Kebanyakan fraud melibatkan financial pressures maupun vice pressures. Vice


pressures erat kaitannya dengan financial pressures, tetapi motivasi akan kebutuhan
keuangan tersebut didasari atas tindakan-tindakan yang tidak sesuai dengan moralitas yang
ada seperti perjudian, kecanduan narkoba, berbeda dengan financial pressures yang
umumnya didasari pada utang yang banyak, pendapatan yang rendah, dan kebutuhan
finansial yang tidak terduga.
Di samping dorongan finansial di atas, juga ada work-related pressures yang biasanya
berupa keinginan agar kinerja seseorang lebih mendapatkan pengakuan, takut kehilangan
pekerjaan atau keinginan untuk naik jabatan.

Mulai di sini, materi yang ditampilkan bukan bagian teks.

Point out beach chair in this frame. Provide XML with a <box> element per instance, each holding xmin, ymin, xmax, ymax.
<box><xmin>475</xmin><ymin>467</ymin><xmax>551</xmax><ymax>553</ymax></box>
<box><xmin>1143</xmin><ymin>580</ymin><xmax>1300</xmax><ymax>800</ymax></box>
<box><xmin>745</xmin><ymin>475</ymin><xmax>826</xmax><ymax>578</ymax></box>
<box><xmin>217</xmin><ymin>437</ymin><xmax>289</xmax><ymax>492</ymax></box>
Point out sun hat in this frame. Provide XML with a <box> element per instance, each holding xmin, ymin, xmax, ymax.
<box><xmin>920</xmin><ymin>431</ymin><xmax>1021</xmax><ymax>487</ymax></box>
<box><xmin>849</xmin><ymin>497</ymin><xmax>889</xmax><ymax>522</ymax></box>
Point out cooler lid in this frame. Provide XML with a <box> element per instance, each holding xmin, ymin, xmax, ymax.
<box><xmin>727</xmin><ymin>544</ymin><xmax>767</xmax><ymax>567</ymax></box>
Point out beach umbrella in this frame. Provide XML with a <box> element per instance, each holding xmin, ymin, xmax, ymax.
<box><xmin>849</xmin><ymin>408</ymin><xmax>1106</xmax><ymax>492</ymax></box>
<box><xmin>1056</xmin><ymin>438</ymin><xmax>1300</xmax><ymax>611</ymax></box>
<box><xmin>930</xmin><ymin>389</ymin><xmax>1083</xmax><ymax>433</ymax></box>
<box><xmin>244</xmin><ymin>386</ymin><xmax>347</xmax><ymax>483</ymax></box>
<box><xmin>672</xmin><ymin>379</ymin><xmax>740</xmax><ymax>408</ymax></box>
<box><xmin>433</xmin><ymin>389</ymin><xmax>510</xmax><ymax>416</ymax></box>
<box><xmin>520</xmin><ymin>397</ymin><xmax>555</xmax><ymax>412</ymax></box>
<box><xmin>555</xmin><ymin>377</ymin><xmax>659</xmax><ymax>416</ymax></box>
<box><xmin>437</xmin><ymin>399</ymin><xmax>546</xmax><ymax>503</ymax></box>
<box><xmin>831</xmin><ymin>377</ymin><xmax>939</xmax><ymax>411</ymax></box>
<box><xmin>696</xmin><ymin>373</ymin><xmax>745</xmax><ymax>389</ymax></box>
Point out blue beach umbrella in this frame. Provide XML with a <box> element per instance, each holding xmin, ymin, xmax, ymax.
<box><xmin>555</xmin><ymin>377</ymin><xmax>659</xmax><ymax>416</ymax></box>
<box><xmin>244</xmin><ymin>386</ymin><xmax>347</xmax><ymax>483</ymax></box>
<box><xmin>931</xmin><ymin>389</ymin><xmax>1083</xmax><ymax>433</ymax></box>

Dorongan lainnya dapat berupa pola pikir
seseorang terkait dengan adanya tantangan untuk mengalahkan sistem yang ada.

2. Opportunity (Peluang)
Menurut Albretch dalam bukunya Fraud Examination setidaknya ada 6 faktor yang
meningkatkan kemungkinan terjadinya fraud di dalam sebuah organisasi, antara lain :

1. Kelemahan dari pengendalian dan pendeteksian kecurangan

2. Ketidakmampuan untuk menilai kualitas dari kinerja

3. Kegagalan mendisiplinkan pelaku fraud

4. Kelemahan dalam mengakses informasi

5. Ketidakperdulian, Apatis, dan Ketidakmampuan

6. Kelemahan terkait Jejak Audit


3. Rationalization (Rasionalisasi)
Association of Certified Fraud Examiners (ACFE) menyebutkan bahwa faktor
ketiga terjadinya sebuah fraud adalah rasionalisasi. Secara garis besar rasionalisasi dapat
diartikan sebagai tindakan yang mencari alasan pembenaran oleh orang-orangyang
merasa dirinya terjebak dalam suatu keadaan yang buruk. Pelaku akan mencari alasan
untuk membenarkan kejahatan untuk dirinya agar tindakan yang sudah dilakukannya
dapat diterima oleh masyarakat.
Berikut beberapa alasan rasionalisasi yang biasa digunakan seseorang (Albercht et
al., 2011; Dellaportas, 2013) :
» Organisasi berhutang pada saya.
» Saya hanya meminjam uang tersebut, nanti akan saya kembalikan.
» Tidak ada pihak yang dirugikan.
» Saya memiliki hak yang lebih besar.
» Kita akan memperbaiki keuangan selama kita hanya mendapatkan masalah.
» Ini untuk tujuan yang baik.
» Semua memperoleh kekayaan, mengapa saya tidak.
» Mereka tidak memperlakukan saya dengan hormat, jadi saya ingin
memperolehnya.

Dari sini dapat kita tarik sebuah kesimpulan bahwa rasionalisasi merupakan tindakan
yang dapat merugikan suatu badan usaha. Bagi para pelakunya alasan yang digunakan
untuk menutupi suatu kecurangan merupakan hal yang biasa.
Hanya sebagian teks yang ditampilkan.